Cottbus. DEN Faust, ganz klassisch, bekommt man heute kaum noch geboten, nicht mal den „Urfaust“ für Schüler. Selbst Altmeister Christoph Schroth ging vor Jahren mit seiner Cottbuser Inszenierung deutlich auf Distanz zum  Dichterfürsten in Weimar. „Viel zu spießig, das Ganze“ sagen auch jetzt noch Schauspieler, die damals beteiligt waren. Nun also präsentiert uns Jo Fabian  seine Sicht zunächst auf Faust I. Den II. will er nach allen Einsichten niemandem zumuten, statt dessen demnächst eine Auseinandersetzung unter dem Titel „Antifaust“. Wer seine überaus spannende Version „Faust“ sah, wird gespannt bleiben.

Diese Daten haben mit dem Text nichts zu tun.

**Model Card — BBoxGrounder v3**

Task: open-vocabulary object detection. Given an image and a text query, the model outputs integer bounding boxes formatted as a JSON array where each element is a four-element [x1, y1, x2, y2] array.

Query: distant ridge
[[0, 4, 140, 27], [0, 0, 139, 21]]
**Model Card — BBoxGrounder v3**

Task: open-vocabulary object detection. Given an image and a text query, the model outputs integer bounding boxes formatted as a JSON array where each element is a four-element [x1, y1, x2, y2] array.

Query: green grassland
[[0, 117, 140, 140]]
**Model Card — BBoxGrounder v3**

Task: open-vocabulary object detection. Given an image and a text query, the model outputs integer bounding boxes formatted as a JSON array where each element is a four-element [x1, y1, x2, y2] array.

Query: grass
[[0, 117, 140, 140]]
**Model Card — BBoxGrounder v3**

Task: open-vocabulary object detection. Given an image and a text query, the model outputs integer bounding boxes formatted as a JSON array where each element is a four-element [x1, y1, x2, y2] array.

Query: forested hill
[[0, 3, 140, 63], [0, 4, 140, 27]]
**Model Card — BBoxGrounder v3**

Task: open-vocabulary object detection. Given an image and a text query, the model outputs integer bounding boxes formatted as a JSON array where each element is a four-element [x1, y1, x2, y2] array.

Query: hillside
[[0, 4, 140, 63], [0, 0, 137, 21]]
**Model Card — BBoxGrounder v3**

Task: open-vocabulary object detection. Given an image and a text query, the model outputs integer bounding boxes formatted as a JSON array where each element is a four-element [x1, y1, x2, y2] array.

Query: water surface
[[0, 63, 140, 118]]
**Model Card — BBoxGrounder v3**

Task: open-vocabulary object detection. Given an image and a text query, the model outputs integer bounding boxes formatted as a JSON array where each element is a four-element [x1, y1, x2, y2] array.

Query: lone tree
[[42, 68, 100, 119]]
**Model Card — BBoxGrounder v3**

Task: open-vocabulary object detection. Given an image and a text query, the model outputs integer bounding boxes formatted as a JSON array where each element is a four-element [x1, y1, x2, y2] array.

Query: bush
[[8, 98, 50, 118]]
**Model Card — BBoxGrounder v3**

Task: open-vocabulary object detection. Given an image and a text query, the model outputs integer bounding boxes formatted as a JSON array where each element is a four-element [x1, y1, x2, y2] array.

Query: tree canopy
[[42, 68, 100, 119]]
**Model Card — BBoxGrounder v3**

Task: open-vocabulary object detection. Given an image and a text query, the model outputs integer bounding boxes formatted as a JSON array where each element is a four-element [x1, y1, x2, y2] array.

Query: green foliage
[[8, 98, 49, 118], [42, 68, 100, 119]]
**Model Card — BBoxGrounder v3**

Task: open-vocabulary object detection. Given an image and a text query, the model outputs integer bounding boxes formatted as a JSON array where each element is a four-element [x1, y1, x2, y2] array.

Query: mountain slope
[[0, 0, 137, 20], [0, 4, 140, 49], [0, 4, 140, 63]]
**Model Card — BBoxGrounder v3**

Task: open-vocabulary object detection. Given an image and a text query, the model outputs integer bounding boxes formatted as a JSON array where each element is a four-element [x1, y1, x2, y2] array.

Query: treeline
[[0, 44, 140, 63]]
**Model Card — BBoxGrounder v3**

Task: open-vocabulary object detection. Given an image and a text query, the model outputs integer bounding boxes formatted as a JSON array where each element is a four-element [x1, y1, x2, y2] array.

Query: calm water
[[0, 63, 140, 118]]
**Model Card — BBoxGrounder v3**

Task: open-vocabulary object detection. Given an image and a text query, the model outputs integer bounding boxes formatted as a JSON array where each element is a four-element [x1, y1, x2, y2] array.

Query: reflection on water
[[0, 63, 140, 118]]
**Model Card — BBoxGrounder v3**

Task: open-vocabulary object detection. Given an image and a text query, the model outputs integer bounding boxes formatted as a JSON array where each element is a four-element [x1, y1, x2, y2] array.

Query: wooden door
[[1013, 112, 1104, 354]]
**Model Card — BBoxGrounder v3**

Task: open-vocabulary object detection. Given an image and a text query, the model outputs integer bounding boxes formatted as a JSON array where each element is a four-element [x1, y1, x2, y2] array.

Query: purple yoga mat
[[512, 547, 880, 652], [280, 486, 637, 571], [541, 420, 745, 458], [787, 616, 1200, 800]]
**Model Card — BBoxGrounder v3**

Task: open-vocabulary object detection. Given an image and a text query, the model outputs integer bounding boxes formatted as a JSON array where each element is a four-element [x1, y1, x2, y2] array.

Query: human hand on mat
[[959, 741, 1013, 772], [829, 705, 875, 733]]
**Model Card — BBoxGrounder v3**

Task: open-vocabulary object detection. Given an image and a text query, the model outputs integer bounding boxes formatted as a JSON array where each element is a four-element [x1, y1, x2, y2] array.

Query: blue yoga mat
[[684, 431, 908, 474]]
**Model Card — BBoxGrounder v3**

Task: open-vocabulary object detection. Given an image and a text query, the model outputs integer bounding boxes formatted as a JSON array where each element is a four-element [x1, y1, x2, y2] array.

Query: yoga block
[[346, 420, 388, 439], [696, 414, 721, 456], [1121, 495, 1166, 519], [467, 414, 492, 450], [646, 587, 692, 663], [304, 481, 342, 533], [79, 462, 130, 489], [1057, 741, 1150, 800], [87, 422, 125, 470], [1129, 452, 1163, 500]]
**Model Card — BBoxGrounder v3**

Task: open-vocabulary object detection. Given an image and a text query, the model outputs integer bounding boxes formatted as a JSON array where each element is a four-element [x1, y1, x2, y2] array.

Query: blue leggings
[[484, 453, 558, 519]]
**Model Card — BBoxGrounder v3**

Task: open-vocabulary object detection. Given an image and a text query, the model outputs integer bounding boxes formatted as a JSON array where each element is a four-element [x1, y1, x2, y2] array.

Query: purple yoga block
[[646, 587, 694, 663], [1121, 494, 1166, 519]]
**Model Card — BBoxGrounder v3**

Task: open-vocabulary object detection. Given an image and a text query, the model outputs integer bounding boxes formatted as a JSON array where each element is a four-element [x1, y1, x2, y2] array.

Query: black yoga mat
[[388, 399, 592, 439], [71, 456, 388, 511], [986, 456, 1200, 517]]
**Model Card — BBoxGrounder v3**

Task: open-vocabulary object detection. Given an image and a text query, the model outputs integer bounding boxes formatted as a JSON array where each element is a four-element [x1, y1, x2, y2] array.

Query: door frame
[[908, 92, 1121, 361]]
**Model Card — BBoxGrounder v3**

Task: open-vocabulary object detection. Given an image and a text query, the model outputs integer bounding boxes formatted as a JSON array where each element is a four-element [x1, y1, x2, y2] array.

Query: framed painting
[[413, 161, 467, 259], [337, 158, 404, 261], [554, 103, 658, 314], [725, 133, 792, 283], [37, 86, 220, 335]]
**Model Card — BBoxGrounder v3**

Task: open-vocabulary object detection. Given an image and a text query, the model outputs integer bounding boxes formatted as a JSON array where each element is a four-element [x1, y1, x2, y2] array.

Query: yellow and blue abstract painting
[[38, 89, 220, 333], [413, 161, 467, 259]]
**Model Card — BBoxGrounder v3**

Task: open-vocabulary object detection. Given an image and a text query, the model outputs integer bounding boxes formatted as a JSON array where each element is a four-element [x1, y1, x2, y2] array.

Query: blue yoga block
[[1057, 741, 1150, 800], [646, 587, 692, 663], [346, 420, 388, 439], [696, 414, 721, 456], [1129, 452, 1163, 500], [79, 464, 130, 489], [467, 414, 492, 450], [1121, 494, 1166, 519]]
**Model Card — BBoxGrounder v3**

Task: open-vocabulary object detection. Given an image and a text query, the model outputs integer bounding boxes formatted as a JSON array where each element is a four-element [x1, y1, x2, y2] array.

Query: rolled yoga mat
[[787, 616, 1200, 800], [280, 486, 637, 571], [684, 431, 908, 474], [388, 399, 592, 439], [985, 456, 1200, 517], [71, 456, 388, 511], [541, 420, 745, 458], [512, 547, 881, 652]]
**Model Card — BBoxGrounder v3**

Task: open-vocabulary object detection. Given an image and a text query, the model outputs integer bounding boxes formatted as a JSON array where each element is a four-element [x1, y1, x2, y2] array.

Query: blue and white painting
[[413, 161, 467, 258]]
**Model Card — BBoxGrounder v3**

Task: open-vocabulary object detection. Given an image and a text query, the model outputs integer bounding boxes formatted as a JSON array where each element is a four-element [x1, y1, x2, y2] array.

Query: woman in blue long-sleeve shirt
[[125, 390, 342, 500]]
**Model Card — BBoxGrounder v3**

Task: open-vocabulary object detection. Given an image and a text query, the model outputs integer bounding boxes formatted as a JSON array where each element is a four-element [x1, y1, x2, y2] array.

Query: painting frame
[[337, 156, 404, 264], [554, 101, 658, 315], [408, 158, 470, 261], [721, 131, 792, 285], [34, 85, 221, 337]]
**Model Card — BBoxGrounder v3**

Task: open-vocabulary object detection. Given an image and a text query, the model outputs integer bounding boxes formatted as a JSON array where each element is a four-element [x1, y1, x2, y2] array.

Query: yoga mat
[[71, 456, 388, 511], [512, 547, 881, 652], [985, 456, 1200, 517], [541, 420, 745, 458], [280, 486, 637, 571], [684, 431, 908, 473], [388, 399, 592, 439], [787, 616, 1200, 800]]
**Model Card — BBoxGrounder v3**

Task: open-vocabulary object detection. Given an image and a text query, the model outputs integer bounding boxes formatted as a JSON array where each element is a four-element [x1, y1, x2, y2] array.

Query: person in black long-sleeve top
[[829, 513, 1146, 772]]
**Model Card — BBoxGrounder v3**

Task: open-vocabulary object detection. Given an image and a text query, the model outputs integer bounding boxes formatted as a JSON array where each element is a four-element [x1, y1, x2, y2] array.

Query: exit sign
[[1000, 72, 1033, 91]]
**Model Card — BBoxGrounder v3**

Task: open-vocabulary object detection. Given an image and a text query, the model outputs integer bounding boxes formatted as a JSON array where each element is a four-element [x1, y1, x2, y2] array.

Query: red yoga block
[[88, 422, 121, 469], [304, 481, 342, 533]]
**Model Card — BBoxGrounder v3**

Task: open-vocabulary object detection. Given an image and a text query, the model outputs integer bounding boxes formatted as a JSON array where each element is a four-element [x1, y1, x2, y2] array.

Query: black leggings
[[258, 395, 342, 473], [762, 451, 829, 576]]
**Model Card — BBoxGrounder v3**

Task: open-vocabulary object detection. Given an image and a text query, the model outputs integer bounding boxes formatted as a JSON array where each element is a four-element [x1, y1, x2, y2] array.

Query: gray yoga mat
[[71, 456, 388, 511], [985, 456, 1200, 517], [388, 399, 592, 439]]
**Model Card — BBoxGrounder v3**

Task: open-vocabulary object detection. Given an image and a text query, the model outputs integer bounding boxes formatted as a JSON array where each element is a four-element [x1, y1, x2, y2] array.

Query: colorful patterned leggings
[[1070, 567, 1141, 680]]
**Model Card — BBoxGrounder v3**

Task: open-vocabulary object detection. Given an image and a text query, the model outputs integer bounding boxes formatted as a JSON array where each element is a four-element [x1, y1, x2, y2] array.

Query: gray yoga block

Nein, es gibt nicht die Studierstube und den Pudel, aber doch sehr viel Text zum Mitsprechen (bitte leise und ohne zu gestikulieren!), was schon recht putzig war letzten Freitag. Aber auch zur Premiere am 30. November soll es vor allem Damen mitgerissen haben, wenn Faust den Osterspaziergang fast widerwillig aufsagt und durch Taubenschiss bestraft wird oder beim in die Stückmitte gelegten „Vorspiel auf dem Theater“, das ziemlich texttreu auf klassische Konflikte zwischen Autoren, Regisseur und Schauspieler verweist. „Genau!“ hallt es vom Damensessel vor mir, und das nicht nur einmal.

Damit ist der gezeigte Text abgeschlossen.